La NASA ha publicado un mapa que recoge 25 años de observaciones del satélite Terra, lanzado en 1999, para determinar qué zonas de Europa registran mayor cobertura nubosa. El instrumento MODIS (Espectrorradiómetro de Imágenes de Resolución Moderada) ha permitido elaborar una media anual de la fracción de nubes sobre el continente.

Contrario al tópico popular, Londres y el Reino Unido no encabezan la lista. Aunque aparecen entre las zonas más nubladas, el mapa señala que regiones del norte de Europa, como Escandinavia y el mar Báltico, presentan índices más altos de nubosidad. También destacan áreas montañosas como los Alpes y los Cárpatos.

El estudio no solo tiene interés meteorológico: la cobertura nubosa afecta a la agricultura, la producción de energía solar y la planificación turística.
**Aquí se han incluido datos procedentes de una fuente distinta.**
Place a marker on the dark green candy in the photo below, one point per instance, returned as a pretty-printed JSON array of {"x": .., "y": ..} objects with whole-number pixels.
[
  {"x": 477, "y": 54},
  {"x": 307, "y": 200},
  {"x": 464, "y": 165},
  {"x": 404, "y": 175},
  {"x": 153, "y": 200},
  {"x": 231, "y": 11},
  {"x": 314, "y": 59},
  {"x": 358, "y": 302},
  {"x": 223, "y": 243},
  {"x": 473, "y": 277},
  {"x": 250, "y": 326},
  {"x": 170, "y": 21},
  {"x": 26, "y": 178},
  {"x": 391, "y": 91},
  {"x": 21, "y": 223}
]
Conocer los patrones reales ayuda a ajustar modelos climáticos y a tomar decisiones en sectores dependientes del clima.

La NASA subraya que estos datos son una herramienta para entender mejor la dinámica atmosférica y sus cambios a largo plazo, especialmente en un contexto de calentamiento global.

Fuente: Xataka

Los datos desmienten tópicos, pero el clima sigue siendo complejo.

Me parece acertado que la NASA ponga cifras a un lugar común. Durante años hemos repetido que Londres es la capital de la nube, y este mapa demuestra que la realidad es más matizada. Sin embargo, no conviene caer en el extremo opuesto: el Reino Unido sigue siendo una zona muy nublada, solo que no la más nublada.

Lo interesante del trabajo es la escala temporal. Veinticinco años de datos permiten ver tendencias, no solo instantáneas. Pero cuidado: la cobertura nubosa varía mucho según la altitud, la latitud y la estación. Un mapa medio anual oculta picos estacionales que pueden ser más relevantes para ciertos usos prácticos.

En mi opinión, este tipo de estudios son útiles siempre que se interpreten con cautela. No deberíamos usarlos para alimentar nuevos tópicos, sino para entender que el clima es un sistema dinámico donde las excepciones son tan importantes como las reglas.